Cuando uno está con sus amigos de toda la vida, continúa El Jairo, no vienen y nos dicen “¿Te acuerdas del día que te graduaste?”; no, nunca falta alguien que venga y nos diga, a veces sin prevenirnos siquiera, “¿Te acuerdas del día aquel que te caíste en el lodo y te quedó el traje echo una verdadera basca?” o “¿A poco ya se te olvidó cuando te andabas muriendo la vez aquella que se te atravesó una aceituna en la garganta?, si desde entonces te dicen El Olivas” o “¿Qué no te acuerdas del día que fuimos a Yécora y que según tú ibas a cortar leña y te cayó un rayo justo cuando ibas a dar el primer hachazo? Yo creo que desde ese día tienes el tic ése en el ojo izquierdo y caminas medio ladeado... además se me hace que desde entonces apestas como a quemado”.
Y se queda uno pensando: “Si, ese día, esos días... todos esos días”, y uno se da cuenta que, de acuerdo con la teoría de El Jairo, de “esos días” está llena la vida, de esos días que nos señalan con su dedo flamígero diciéndonos “Yo sé que un día no aguantaste las ganas de agarrarle las destas a la Carmen en el elevador y te dio un cachetadón marca llorarás, y que todavía te gritó que para eso eran, pero que se pedían”.
Y nos repasan sin misericordia “Yo sí me acuerdo del día que te pasaste una luz roja y te detuvo un tránsito y se enojó porque tú le ofreciste 17 pesos y que te dijo que ni que fuera alcancía, y que te bajó 50 pesos y además te ensartó una infracción”. Sí, hay días así, y están repartidos por casi toda la vida.
Pasó el tiempo como suele pasar: segundo tras segundo, y años después, en la “Cantata del adelantado Don Rodrigo Díaz de Carreras”, el grupo argentino Les Luthiers explicó claramente que parecido no es lo mismo.
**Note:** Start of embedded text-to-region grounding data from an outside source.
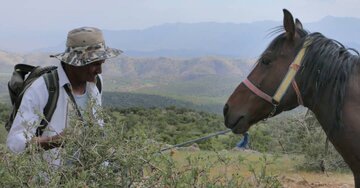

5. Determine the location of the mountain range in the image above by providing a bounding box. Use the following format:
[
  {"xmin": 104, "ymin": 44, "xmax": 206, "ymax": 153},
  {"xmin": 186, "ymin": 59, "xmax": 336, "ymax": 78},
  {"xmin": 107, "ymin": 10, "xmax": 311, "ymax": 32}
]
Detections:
[
  {"xmin": 1, "ymin": 16, "xmax": 359, "ymax": 113},
  {"xmin": 1, "ymin": 16, "xmax": 360, "ymax": 57},
  {"xmin": 0, "ymin": 54, "xmax": 251, "ymax": 113}
]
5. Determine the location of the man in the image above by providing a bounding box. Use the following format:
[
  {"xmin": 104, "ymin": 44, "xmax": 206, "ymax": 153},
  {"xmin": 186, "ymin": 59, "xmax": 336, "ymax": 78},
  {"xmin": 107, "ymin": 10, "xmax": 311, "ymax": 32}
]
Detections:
[{"xmin": 6, "ymin": 27, "xmax": 122, "ymax": 166}]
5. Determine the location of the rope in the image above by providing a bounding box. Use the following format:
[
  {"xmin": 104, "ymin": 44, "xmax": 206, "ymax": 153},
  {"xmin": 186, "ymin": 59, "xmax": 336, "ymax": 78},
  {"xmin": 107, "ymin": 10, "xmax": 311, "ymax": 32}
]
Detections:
[{"xmin": 160, "ymin": 129, "xmax": 232, "ymax": 152}]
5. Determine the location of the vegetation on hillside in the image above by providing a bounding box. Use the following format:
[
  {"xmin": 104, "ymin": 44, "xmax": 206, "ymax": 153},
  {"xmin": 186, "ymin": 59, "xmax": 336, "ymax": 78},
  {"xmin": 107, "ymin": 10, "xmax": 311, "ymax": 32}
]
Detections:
[
  {"xmin": 103, "ymin": 92, "xmax": 224, "ymax": 114},
  {"xmin": 0, "ymin": 103, "xmax": 348, "ymax": 173},
  {"xmin": 0, "ymin": 104, "xmax": 281, "ymax": 187},
  {"xmin": 0, "ymin": 103, "xmax": 350, "ymax": 186},
  {"xmin": 0, "ymin": 55, "xmax": 251, "ymax": 110}
]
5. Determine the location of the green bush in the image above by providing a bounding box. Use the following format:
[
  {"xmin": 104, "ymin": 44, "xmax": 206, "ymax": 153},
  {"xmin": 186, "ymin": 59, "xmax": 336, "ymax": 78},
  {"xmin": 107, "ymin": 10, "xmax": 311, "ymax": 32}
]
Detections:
[
  {"xmin": 295, "ymin": 112, "xmax": 349, "ymax": 172},
  {"xmin": 0, "ymin": 103, "xmax": 350, "ymax": 175},
  {"xmin": 0, "ymin": 103, "xmax": 9, "ymax": 143},
  {"xmin": 0, "ymin": 106, "xmax": 281, "ymax": 187}
]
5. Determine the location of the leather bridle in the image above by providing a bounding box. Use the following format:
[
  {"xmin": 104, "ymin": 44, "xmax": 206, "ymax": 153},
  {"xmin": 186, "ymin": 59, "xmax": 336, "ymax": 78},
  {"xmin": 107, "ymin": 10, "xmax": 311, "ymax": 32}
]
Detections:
[{"xmin": 242, "ymin": 40, "xmax": 311, "ymax": 118}]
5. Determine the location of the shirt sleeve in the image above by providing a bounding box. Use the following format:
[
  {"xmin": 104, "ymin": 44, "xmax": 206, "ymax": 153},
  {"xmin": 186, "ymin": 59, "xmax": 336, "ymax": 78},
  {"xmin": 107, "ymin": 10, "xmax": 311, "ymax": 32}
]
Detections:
[{"xmin": 6, "ymin": 78, "xmax": 48, "ymax": 153}]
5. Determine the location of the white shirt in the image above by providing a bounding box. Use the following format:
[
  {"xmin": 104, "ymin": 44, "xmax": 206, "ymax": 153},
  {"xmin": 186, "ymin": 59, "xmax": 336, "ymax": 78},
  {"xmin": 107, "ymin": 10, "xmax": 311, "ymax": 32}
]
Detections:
[{"xmin": 6, "ymin": 64, "xmax": 103, "ymax": 166}]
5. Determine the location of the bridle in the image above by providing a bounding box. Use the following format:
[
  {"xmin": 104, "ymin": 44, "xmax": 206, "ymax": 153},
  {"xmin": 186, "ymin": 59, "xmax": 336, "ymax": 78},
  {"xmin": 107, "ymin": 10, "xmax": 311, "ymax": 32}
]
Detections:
[{"xmin": 242, "ymin": 39, "xmax": 311, "ymax": 118}]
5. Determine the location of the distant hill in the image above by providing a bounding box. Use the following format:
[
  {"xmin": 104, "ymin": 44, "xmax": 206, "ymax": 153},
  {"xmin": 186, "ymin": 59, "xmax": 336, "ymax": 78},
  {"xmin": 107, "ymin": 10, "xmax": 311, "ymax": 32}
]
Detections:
[
  {"xmin": 0, "ymin": 52, "xmax": 251, "ymax": 75},
  {"xmin": 101, "ymin": 56, "xmax": 250, "ymax": 105},
  {"xmin": 306, "ymin": 16, "xmax": 360, "ymax": 51},
  {"xmin": 0, "ymin": 54, "xmax": 250, "ymax": 111},
  {"xmin": 104, "ymin": 18, "xmax": 360, "ymax": 57},
  {"xmin": 103, "ymin": 92, "xmax": 223, "ymax": 114},
  {"xmin": 102, "ymin": 56, "xmax": 250, "ymax": 79},
  {"xmin": 0, "ymin": 50, "xmax": 58, "ymax": 73},
  {"xmin": 103, "ymin": 22, "xmax": 276, "ymax": 58},
  {"xmin": 1, "ymin": 17, "xmax": 360, "ymax": 57}
]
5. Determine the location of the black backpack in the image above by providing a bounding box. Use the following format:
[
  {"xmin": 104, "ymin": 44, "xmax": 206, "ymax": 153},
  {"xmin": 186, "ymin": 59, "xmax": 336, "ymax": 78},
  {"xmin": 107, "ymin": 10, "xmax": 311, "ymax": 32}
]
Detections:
[{"xmin": 6, "ymin": 64, "xmax": 102, "ymax": 136}]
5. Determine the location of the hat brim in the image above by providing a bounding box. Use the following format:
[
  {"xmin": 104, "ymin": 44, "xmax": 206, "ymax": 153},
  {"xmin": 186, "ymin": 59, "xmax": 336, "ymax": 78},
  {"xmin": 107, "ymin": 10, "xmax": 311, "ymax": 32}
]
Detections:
[{"xmin": 51, "ymin": 47, "xmax": 122, "ymax": 66}]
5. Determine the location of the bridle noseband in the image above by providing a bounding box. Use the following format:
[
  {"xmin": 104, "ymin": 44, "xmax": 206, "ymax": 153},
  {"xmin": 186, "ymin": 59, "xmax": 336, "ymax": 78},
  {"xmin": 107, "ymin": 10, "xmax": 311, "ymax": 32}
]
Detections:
[{"xmin": 242, "ymin": 40, "xmax": 311, "ymax": 118}]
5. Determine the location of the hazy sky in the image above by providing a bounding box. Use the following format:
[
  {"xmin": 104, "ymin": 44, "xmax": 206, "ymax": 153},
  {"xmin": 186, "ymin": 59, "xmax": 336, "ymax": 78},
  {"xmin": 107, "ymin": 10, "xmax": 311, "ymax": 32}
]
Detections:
[
  {"xmin": 1, "ymin": 0, "xmax": 359, "ymax": 31},
  {"xmin": 1, "ymin": 0, "xmax": 359, "ymax": 52}
]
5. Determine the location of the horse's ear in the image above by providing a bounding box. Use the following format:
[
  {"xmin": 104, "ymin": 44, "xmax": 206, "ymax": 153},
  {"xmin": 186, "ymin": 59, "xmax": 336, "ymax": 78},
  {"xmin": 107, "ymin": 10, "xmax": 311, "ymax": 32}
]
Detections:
[
  {"xmin": 295, "ymin": 18, "xmax": 303, "ymax": 30},
  {"xmin": 283, "ymin": 9, "xmax": 295, "ymax": 39}
]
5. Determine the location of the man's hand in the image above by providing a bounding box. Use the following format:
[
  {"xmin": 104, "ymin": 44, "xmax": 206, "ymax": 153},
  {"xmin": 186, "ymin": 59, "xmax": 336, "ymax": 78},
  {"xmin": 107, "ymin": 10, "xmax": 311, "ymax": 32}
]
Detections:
[{"xmin": 30, "ymin": 132, "xmax": 65, "ymax": 150}]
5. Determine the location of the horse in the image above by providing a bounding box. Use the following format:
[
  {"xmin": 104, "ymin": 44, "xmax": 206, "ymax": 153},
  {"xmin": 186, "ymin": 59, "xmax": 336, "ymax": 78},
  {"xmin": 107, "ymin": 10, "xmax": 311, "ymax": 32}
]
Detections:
[{"xmin": 223, "ymin": 9, "xmax": 360, "ymax": 187}]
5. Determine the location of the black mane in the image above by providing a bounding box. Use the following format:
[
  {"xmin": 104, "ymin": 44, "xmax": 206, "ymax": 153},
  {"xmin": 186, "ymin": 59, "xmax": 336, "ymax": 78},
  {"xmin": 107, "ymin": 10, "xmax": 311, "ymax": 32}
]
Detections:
[{"xmin": 301, "ymin": 32, "xmax": 360, "ymax": 129}]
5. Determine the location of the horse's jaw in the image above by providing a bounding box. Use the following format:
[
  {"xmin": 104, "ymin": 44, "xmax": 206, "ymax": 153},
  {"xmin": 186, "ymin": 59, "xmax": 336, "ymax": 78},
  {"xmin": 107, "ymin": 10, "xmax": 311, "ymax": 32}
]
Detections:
[{"xmin": 224, "ymin": 114, "xmax": 251, "ymax": 134}]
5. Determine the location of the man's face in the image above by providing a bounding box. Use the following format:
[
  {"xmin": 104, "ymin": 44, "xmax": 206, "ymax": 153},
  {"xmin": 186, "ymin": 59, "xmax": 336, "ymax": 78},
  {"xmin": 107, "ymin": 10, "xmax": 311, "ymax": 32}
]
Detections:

Es decir, no es lo mismo ser que parecer. Y que lo de afuera no tiene que ser necesariamente lo que uno adentro lleva —más latino no se puede, je—.
Cuando escuché esto, me acordé del Marco, porque si bien por fuera era horrible, por dentro estaba más bonito que Elena de Troya.
Y yo por eso dejé de creerle a los legisladores tipo Josefina Vásquez Mota que parece como que sabe de lo que habla cuando arenga al gentil pueblo de a pie a que no bajemos la guardia en la lucha contra el narco, impunidad incluida, aunque parece ser la línea feroz de demagogia que marca la presente administración federal, porque entre lo que se dice y lo que se hace hay mucho trecho.
Y sí, ellos, los felices legisladores parece que saben lo que dicen. Pero ser no es lo mismo que parecer: y el que sabe es inteligente, y el que parece quiere serlo. Así nomás.